The court also slapped the EPA for regulatory overreach.
Writing for the court, Justice Antonin Scalia calls out the EPA for claiming "newfound authority to regulate millions of small sources—including retail stores, offices, apartment buildings, shopping centers, schools, and churches—and to decide, on an ongoing basis and without regard for the thresholds prescribed by Congress, how many of those sources to regulate."
That broad mandate would have been gained by the success of an assertion of authority to regulate based on emission of greenhouse gases alone.
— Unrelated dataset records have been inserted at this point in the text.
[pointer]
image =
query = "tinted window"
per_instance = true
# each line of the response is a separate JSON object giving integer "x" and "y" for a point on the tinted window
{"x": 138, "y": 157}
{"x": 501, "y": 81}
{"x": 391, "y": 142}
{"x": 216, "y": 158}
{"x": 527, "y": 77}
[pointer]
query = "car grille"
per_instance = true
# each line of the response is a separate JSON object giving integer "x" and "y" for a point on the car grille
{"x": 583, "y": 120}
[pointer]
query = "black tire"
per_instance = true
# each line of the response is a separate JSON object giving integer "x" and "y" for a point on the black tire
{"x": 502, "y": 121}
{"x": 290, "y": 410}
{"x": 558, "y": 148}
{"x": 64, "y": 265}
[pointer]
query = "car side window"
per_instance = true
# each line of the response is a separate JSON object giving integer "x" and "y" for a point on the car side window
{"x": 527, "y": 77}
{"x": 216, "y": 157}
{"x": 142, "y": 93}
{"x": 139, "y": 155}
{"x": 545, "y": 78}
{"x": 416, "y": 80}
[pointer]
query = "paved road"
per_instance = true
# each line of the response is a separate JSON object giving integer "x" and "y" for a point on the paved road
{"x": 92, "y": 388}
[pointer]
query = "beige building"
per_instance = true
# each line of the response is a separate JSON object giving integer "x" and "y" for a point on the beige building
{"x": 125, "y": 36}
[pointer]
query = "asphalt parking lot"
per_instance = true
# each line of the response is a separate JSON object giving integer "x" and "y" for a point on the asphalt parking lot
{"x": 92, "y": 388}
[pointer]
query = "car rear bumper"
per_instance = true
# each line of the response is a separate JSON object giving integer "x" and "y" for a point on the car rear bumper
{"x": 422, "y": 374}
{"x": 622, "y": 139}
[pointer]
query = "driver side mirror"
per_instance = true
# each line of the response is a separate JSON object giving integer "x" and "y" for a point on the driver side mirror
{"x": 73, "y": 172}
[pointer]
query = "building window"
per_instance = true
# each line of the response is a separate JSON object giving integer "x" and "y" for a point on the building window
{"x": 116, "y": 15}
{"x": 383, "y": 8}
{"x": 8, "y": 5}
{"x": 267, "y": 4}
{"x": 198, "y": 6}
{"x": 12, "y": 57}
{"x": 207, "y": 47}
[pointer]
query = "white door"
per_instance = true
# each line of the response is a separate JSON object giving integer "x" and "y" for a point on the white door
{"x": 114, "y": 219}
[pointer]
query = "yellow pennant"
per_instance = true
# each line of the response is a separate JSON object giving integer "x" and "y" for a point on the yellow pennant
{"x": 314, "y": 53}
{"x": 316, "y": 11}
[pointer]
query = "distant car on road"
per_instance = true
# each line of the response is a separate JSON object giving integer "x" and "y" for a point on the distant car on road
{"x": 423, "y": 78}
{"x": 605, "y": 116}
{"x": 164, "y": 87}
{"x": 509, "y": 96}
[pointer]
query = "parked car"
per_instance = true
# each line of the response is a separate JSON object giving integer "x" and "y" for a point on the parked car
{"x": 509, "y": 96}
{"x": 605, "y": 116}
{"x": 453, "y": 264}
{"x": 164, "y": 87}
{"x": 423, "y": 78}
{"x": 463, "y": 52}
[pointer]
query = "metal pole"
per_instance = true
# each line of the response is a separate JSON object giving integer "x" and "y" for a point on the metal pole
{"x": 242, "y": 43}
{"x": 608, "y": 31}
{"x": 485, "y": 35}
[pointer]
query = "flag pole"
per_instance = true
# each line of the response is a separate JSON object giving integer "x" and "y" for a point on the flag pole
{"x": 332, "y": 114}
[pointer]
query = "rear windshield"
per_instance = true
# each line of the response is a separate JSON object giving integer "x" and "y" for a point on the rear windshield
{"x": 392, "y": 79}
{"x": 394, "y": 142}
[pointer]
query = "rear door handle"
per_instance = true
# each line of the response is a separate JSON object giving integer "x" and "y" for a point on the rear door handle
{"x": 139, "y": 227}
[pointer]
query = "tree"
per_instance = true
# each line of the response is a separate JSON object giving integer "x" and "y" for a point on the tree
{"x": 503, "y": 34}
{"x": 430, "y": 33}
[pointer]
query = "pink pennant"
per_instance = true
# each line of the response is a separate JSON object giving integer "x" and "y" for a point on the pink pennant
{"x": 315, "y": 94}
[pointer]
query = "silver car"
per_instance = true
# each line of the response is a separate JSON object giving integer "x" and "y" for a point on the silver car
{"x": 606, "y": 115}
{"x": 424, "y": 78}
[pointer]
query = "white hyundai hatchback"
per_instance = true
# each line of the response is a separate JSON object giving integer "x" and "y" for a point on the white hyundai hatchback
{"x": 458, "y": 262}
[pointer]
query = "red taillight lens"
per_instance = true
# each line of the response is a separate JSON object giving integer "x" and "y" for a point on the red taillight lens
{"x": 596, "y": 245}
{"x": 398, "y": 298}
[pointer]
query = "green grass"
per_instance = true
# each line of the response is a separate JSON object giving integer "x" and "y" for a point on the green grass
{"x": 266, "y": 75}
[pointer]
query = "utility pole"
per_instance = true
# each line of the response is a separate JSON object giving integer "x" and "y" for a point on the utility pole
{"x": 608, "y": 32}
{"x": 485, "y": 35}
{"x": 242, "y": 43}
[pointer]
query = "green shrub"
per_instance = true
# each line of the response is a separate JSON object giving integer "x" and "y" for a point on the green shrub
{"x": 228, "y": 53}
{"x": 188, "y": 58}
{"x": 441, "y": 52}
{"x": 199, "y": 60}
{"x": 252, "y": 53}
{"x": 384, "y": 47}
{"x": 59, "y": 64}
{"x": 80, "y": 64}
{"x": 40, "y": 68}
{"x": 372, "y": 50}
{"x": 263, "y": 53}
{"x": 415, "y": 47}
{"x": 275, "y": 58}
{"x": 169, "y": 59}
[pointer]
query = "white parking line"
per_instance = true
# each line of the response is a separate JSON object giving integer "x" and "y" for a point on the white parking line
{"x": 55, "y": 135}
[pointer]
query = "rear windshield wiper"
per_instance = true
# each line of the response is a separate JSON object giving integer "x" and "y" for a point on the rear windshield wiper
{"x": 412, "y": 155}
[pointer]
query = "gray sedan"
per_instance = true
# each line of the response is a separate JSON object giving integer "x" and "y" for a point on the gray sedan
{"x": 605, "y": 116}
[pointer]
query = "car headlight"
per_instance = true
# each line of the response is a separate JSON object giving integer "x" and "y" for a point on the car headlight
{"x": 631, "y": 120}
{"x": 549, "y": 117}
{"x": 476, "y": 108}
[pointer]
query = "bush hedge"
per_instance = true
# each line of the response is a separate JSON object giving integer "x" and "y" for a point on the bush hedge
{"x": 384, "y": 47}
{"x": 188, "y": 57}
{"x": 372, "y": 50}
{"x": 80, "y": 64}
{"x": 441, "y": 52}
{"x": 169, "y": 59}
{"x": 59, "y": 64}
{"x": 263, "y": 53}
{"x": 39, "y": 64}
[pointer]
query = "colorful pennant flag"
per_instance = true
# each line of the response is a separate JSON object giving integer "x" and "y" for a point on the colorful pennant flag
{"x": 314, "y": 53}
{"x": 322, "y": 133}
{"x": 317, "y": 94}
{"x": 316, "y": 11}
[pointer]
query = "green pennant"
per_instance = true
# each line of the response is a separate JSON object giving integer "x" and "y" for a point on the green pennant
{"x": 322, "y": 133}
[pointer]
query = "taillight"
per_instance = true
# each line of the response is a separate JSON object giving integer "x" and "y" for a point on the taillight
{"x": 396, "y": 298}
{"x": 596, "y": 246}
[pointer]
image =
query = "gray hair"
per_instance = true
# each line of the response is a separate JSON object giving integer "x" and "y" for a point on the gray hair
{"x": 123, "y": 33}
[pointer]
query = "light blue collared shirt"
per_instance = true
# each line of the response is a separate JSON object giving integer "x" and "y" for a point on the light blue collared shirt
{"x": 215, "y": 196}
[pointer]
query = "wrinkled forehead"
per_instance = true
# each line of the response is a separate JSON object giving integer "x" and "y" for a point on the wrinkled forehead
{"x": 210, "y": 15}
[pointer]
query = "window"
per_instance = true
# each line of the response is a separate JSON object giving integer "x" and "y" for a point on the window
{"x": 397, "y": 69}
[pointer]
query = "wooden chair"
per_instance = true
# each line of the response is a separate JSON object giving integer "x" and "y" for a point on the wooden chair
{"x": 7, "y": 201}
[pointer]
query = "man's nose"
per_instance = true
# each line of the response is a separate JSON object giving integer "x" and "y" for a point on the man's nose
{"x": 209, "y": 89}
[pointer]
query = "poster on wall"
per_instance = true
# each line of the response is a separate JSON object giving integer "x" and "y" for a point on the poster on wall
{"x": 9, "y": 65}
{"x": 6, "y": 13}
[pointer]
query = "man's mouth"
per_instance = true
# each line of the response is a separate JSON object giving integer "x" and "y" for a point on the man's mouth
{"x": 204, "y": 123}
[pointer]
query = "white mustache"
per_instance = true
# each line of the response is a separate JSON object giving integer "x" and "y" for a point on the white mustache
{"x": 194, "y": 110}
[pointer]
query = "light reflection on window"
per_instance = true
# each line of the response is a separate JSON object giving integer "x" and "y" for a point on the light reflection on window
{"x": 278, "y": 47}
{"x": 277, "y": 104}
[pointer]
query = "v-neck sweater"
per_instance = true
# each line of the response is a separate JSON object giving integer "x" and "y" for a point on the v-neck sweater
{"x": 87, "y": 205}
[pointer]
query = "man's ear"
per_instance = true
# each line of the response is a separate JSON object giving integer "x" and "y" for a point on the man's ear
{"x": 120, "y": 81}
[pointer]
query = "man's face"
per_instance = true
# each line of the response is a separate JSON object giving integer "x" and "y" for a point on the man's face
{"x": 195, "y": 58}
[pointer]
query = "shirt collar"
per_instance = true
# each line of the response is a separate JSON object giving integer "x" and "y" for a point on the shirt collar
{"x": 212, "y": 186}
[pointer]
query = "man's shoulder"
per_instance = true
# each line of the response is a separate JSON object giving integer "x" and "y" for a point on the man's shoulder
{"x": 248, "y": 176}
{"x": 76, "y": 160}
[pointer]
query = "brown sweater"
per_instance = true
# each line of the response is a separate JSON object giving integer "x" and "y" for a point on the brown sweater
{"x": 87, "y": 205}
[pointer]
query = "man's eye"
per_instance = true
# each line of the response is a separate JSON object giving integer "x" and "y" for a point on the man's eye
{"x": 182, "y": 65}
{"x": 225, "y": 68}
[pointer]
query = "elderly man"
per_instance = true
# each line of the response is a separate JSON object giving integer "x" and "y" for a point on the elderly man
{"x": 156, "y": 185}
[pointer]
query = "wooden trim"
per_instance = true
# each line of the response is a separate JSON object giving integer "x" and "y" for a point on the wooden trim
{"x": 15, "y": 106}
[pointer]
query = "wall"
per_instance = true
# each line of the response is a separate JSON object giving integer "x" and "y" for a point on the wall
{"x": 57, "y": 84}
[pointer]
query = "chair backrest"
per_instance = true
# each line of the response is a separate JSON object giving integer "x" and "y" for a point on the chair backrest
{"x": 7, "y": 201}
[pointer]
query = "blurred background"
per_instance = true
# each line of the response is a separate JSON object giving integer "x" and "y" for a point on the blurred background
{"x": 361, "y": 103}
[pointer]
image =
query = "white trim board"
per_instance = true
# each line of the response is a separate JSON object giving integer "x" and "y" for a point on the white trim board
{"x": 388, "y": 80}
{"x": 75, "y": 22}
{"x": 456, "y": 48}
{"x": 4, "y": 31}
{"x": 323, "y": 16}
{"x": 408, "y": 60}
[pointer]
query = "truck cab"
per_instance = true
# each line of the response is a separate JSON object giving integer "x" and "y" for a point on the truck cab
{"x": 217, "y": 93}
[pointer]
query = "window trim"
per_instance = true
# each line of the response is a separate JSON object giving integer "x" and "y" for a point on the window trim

The final court decision limits EPA authority to facilities that already come under the agency's jurisdiction because they emit at least 100 tons per year of pollutants regulated under the Clean Air Act. But, as Scalia notes, that still gives federal environmental regulators power over 83 percent of of American stationary-source greenhouse gas emissions. Only 3 percent of greenhouse gases come from the smaller sources over which the EPA claimed, but did not receive, jurisdiction.
As a result, as noted by Reason's Ron Bailey, the ruling will have litte impact on the Obama administration's plans to force 30 percent reductions in carbon emissions from electric power generating plants.
The case decided today was a follow-on to 2007's Massachusetts v. Environmental Protection Agency, which opened the door to greenhouse gas regulation by the EPA. A coalition of power utilities brought today's case, and suffered a major setback with the decision.
Still, the court's scolding that "it would be patently unreasonable—not to say outrageous—for EPA to insist on seizing expansive power that it admits the statute is not designed to grant" may be taken as a warning to federal regulators that they don't have carte blanche to assert jurisdiction. Also, it potentially provides a shield for smaller businesses and organizations that don't produce large quantities of greenhouse gases, but could still have come under regulatory authority had the EPA won everything it wanted.